Each year, we would also visit some relatives in Hinckley who were farmers (Lois and Harold). We would have full access to their dairy barns and all the outbuildings, as Harold was off doing chores and Lois was preparing the next meal. Occasionally, we would “help” Harold, too, which was fun. Farms have some of the most unique odors of any profession. Some people don’t, but I love the smell of a farm… well, at least most of the smells.

My dad was a science teacher, so I spent a fair amount of time in his classroom, not only as a student but also just hanging around waiting for him to finish up his work after school or on the weekend. I also spent a few extra hours in there now and then for misbehaving, but that’s another story. This classroom smelled like gas from the Bunsen burner, chalk board dust, the sweat and tears left behind from failed experiments, along with a hint of formaldehyde.

I went to college at Mankato State (now Minnesota State, Mankato). There are a couple smells I will surely remember from those days. One was compliments of the guy across the hall from me in the dorms. He was a smoker, but I never saw him with a cigarette (if you know what I mean). Also, when I lived in an apartment with a few other guys my junior and senior year, there was another distinct odor. The place was a dive. It was a ground floor apartment which flooded about once a year. It also had a small gas leak that was not fully repaired during the two years I was there. So the smell was a combination of mildew, gas, unwashed dishes and dirty carpet (did we even own a vacuum?). Plus, one of the guys was on the college wrestling team and didn’t shower nearly enough, so that scent sort of took over when he was around.

My “fresh out of college” days smelled a lot like a dark room. I worked at a weekly newspaper (Pope County Tribune). Digital cameras were still in the experimental phase, so all our photos were taken with film (remember film?) and I developed everything in a dark room. If you have never been in a dark room, you don’t know the unique odor of the chemicals involved.

The early days of parenthood have a lot of unique smells. The smell of a new baby is truly hard to beat. That is a smell that no one has ever been able to duplicate.  On the flip side (literally), there are plenty of not-so-pleasant smells that those same babies produce on a daily basis for the first two or three years of their life.

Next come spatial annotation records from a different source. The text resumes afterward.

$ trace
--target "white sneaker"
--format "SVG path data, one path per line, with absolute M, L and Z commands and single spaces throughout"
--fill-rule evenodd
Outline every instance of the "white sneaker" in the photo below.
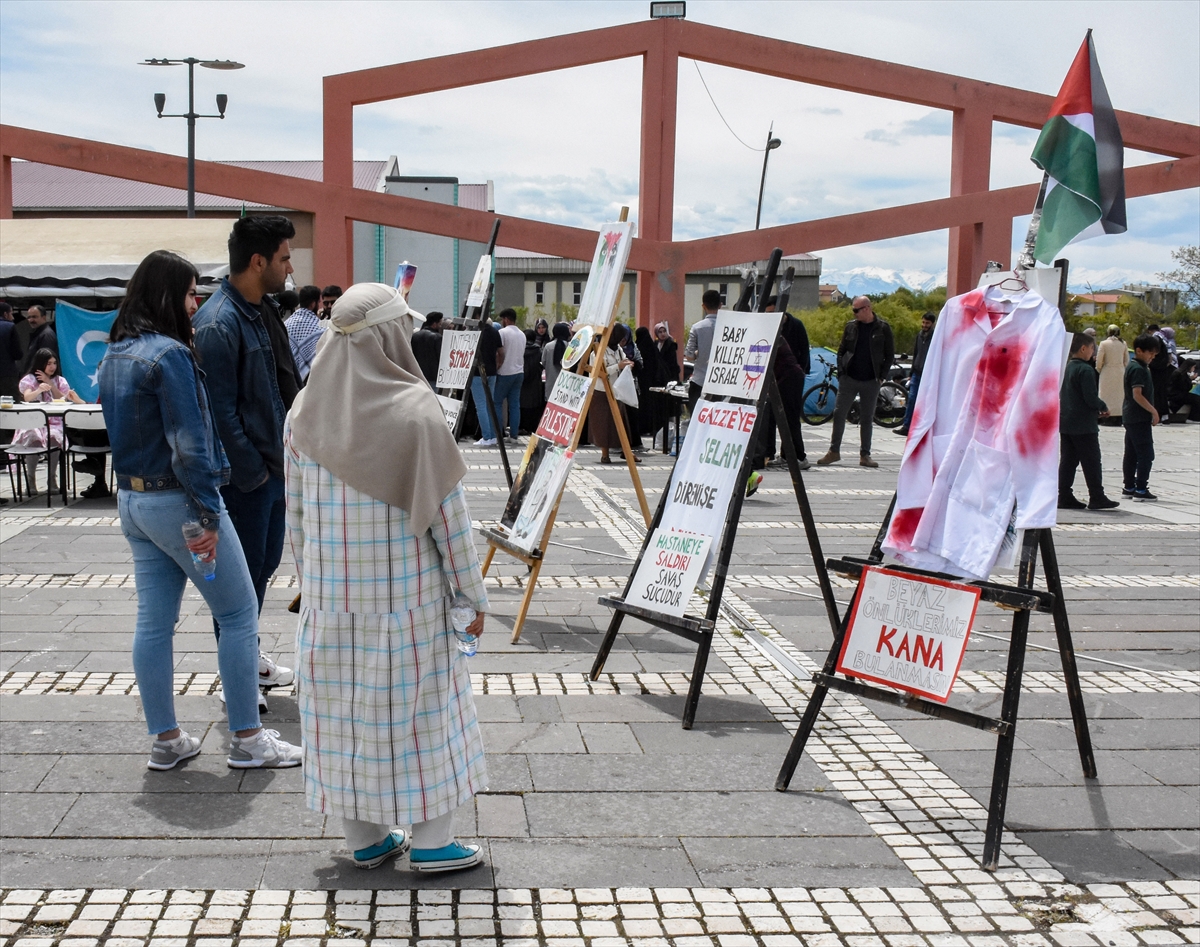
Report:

For me, there are two smells that are prominent in my life these days. These are the smells that will remind me of my working life when I retire someday. The first is a newspaper smell, and the second is the print shop smell. You might think that they are the same smell, but they are not. Newspaper ink is soy based, so it has a different odor. And newsprint paper also has a small scent that I won’t ever forget. The print shop inks, on the other hand, are typically acrylic and petroleum based, which smell differently than the soy ink. Plus, print shops always have a distinct press wash odor. In fact, if you go into a print shop and the odor really catches your attention, it is not the ink. It is the press wash. The ink has an odor, but it’s not nearly as strong as press wash.

The other smell I encounter regularly these days is the smell of baseball, as all three boys have played in youth baseball. That smell includes fresh-cut grass, sunflower seeds and hot dogs. And my son, Noah, is raising pigs for the fair again this year, so I am very familiar with the pig barn smell.

What are the smells of your life? What memories come back when you walk into a print shop, an auto repair shop, or barn, or bait shop, or tire shop, or hospital room? What does the smell of pipe smoke make you think of? Or cigars? Or butterscotch?

I didn’t realize it until I wrote this column, but my life has definitely smelled interesting. I wonder what the next chapter of my life will smell like?